3950 RCA Boulevard, Suite 5001
Palm Beach Gardens, Florida 33410
Attention: Mr. Edwin B. Spievack
Gentlemen:
Reference is hereby made to that certain Letter of Intent
(the "Letter of Intent") dated September 3, 1995 between TPI
Enterprises, Inc. ("TPI") and Shoney's, Inc. ("Shoney's") relating
to the proposed merger of TPI with a subsidiary of Shoney's. The
purpose of this Amendment to the Letter of Intent (the "Amendment")
is to amend certain provisions of the Letter of Intent as set forth
herein.
Except as expressly modified in this Amendment, the terms
and provisions of the Letter of Intent remain in full force and
effect. All capitalized terms used but not defined herein shall
have the meanings ascribed to them in the Letter of Intent.
1. TPI and Shoney's hereby agree that if a definitive
merger agreement is not entered into by November 30, 1995 or such
other date as shall be mutually agreed in writing by TPI and
Shoney's (the "Expiration Date"), the Letter of Intent, as amended
by the Amendment, shall be terminated.
2. TPI and Shoney's hereby agree that the Closing shall
occur on or before March 31, 1996.
3. TPI hereby agrees that the term of Section 6.1 of the
Letter of Intent shall be extended without interruption from
September 3, 1995 until the Expiration Date. Shoney's hereby agrees
that the term of Section 6.2 of the Letter of Intent shall be
extended without interruption from September 3, 1995 until the
Expiration Date.
4. TPI hereby agrees that the term of Section 7 of the
Letter of Intent shall be extended until the Expiration Date.

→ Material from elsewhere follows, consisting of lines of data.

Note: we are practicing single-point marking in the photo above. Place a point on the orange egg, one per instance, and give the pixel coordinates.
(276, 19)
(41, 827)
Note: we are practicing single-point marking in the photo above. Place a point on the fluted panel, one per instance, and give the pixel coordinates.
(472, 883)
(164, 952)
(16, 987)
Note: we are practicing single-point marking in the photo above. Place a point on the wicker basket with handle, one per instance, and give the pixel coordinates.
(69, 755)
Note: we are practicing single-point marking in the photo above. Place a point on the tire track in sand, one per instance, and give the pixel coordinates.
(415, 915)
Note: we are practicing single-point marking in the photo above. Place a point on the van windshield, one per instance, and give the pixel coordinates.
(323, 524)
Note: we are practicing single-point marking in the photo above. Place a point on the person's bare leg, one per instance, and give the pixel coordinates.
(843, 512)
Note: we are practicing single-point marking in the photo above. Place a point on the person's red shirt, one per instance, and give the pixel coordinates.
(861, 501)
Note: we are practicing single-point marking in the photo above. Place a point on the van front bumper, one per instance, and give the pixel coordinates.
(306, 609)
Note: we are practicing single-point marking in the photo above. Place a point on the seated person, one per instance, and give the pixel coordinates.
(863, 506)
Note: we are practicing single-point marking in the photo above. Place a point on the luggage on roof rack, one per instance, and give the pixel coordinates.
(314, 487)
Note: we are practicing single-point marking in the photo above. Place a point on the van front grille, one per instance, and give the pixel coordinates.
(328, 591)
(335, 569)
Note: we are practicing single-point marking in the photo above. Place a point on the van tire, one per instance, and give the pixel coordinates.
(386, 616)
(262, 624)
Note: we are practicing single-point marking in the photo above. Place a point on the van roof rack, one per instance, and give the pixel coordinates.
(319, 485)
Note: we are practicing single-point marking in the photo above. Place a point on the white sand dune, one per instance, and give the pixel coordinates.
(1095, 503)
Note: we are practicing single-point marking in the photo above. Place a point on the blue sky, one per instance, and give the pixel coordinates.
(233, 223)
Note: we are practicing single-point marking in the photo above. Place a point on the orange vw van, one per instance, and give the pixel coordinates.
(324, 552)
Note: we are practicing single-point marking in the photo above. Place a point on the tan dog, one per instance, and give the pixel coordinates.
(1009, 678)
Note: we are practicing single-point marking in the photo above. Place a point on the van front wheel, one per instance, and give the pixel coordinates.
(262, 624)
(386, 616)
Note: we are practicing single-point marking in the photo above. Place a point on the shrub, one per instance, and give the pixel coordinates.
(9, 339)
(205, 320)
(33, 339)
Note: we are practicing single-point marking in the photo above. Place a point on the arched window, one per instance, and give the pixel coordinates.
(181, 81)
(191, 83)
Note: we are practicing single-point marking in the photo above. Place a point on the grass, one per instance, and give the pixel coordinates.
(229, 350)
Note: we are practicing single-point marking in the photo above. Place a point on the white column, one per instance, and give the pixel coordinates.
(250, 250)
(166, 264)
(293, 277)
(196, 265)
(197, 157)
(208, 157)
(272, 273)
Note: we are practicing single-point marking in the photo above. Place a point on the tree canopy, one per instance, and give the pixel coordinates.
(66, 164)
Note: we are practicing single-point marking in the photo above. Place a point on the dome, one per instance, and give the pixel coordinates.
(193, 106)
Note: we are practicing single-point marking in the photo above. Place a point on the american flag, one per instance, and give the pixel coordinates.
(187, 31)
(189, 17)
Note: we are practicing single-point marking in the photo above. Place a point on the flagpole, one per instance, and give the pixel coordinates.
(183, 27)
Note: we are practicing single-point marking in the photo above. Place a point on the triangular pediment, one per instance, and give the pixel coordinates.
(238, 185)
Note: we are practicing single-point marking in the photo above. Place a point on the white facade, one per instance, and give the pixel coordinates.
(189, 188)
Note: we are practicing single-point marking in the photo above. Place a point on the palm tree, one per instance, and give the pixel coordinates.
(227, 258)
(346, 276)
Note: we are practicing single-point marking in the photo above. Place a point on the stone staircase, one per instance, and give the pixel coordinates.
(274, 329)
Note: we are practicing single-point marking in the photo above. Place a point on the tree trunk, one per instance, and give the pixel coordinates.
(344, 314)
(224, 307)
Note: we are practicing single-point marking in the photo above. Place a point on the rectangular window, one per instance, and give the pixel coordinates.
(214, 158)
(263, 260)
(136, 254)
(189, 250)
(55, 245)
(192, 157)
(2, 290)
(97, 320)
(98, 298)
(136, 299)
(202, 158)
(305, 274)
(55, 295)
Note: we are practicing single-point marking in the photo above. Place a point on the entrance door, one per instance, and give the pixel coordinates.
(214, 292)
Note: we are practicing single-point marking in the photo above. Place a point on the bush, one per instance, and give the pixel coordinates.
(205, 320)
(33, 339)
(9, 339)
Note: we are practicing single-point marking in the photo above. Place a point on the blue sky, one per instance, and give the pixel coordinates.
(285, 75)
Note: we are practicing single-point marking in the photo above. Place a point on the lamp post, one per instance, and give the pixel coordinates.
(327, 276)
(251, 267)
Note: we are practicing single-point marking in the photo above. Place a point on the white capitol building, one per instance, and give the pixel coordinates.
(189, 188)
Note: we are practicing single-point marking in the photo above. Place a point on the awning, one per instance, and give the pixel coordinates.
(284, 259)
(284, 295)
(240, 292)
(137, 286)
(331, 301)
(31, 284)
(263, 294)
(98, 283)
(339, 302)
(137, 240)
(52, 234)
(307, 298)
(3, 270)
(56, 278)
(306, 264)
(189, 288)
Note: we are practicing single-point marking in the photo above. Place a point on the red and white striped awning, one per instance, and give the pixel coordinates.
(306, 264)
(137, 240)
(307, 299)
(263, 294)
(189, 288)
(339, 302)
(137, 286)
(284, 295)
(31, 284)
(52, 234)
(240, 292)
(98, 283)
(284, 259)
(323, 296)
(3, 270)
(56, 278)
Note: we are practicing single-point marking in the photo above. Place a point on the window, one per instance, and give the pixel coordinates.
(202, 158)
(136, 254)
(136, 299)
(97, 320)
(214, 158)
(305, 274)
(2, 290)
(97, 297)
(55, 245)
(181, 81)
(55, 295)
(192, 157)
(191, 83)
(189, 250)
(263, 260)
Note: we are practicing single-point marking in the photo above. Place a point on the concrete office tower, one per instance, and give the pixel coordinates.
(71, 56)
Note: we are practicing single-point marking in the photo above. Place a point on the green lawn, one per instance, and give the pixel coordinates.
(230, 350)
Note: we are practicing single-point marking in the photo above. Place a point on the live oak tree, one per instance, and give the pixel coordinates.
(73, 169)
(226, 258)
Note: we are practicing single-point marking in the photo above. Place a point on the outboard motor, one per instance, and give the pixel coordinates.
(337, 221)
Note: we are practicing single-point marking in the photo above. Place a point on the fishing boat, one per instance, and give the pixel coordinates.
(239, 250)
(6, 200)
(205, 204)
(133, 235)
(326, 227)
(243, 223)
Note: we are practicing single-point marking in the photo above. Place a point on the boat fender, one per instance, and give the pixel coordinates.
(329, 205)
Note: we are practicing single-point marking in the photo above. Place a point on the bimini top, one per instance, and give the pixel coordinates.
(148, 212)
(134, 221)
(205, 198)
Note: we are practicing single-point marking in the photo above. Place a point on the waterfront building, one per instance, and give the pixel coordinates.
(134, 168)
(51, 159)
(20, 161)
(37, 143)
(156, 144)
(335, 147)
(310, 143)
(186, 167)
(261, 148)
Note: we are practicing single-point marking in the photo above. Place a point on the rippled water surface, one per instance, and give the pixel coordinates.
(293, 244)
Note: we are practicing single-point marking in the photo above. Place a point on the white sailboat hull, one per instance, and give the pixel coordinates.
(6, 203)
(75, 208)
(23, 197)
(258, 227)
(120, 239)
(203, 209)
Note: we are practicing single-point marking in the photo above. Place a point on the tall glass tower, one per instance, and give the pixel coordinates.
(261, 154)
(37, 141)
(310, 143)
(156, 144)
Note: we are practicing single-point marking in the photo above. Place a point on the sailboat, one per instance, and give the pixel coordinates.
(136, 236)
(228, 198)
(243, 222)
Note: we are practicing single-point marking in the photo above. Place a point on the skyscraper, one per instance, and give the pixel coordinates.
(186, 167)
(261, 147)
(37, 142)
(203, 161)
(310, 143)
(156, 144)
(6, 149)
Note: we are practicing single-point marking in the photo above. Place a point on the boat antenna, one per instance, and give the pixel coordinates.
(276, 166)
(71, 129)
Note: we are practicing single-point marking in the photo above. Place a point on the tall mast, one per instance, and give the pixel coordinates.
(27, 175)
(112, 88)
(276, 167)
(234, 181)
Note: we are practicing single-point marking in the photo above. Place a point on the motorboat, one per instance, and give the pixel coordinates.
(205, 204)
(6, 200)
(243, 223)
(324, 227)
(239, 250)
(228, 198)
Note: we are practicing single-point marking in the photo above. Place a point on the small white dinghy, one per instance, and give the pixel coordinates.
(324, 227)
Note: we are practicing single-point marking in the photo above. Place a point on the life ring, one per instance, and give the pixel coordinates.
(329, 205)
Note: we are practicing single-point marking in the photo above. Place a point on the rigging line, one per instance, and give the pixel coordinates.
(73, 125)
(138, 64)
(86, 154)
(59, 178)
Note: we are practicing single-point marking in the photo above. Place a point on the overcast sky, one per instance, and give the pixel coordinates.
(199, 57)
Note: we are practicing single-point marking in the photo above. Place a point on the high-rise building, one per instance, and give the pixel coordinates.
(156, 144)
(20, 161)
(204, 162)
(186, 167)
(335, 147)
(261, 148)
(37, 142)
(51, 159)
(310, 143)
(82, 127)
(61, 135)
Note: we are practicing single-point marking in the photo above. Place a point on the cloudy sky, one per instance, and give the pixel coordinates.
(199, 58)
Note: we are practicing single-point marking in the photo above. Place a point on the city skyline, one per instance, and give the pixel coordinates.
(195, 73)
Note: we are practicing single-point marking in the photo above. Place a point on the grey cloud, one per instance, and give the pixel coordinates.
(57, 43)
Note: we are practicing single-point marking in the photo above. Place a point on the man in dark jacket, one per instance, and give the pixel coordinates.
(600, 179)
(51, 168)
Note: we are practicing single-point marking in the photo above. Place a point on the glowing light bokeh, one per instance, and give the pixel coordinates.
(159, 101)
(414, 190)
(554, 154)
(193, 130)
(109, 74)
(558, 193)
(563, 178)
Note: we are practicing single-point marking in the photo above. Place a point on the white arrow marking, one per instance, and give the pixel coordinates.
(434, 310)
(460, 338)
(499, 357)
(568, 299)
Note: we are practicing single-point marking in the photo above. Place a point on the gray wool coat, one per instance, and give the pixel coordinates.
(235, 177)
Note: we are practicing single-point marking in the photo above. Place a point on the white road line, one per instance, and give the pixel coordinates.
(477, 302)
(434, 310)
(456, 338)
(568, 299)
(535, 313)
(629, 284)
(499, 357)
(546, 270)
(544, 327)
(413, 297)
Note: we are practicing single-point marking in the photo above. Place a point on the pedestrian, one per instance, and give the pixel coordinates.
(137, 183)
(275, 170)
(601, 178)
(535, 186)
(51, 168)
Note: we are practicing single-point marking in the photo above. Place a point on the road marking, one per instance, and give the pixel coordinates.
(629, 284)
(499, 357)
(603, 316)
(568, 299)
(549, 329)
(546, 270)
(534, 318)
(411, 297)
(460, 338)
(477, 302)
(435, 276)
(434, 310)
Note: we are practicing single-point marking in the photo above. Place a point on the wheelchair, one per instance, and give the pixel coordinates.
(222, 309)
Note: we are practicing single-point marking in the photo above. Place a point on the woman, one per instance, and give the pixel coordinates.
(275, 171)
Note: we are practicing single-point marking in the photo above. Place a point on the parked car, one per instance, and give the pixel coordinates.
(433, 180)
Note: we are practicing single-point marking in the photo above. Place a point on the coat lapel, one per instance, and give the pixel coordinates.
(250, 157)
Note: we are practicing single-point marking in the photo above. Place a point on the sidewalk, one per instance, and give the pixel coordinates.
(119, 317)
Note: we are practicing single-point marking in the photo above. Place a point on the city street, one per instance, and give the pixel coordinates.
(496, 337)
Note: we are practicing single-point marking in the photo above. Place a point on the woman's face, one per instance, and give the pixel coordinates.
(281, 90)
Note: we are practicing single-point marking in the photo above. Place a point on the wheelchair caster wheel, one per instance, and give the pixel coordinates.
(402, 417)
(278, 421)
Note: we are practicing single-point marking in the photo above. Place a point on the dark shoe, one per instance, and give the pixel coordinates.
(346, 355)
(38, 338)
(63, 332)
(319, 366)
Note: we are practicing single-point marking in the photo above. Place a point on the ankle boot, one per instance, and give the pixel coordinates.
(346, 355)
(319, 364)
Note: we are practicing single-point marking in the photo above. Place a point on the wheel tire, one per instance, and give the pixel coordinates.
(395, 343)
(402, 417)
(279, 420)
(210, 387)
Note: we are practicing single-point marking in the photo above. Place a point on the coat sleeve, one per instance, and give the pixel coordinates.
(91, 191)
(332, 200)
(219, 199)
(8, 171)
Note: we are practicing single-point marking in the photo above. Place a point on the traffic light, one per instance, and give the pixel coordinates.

If the foregoing is acceptable to you, please so indicate
by signing a copy of this Amendment on page two where indicated and
returning it to the undersigned.
Very truly yours,
SHONEY'S, INC.
By: /s/ W. Craig Barber
W. Craig Barber
Senior Executive
Vice President and
Chief Financial Officer
Accepted and agreed to as of
this 1st day of November, 1995:
TPI ENTERPRISES, INC.
By: The Special Committee of the
Board of Directors of TPI Enterprises, Inc.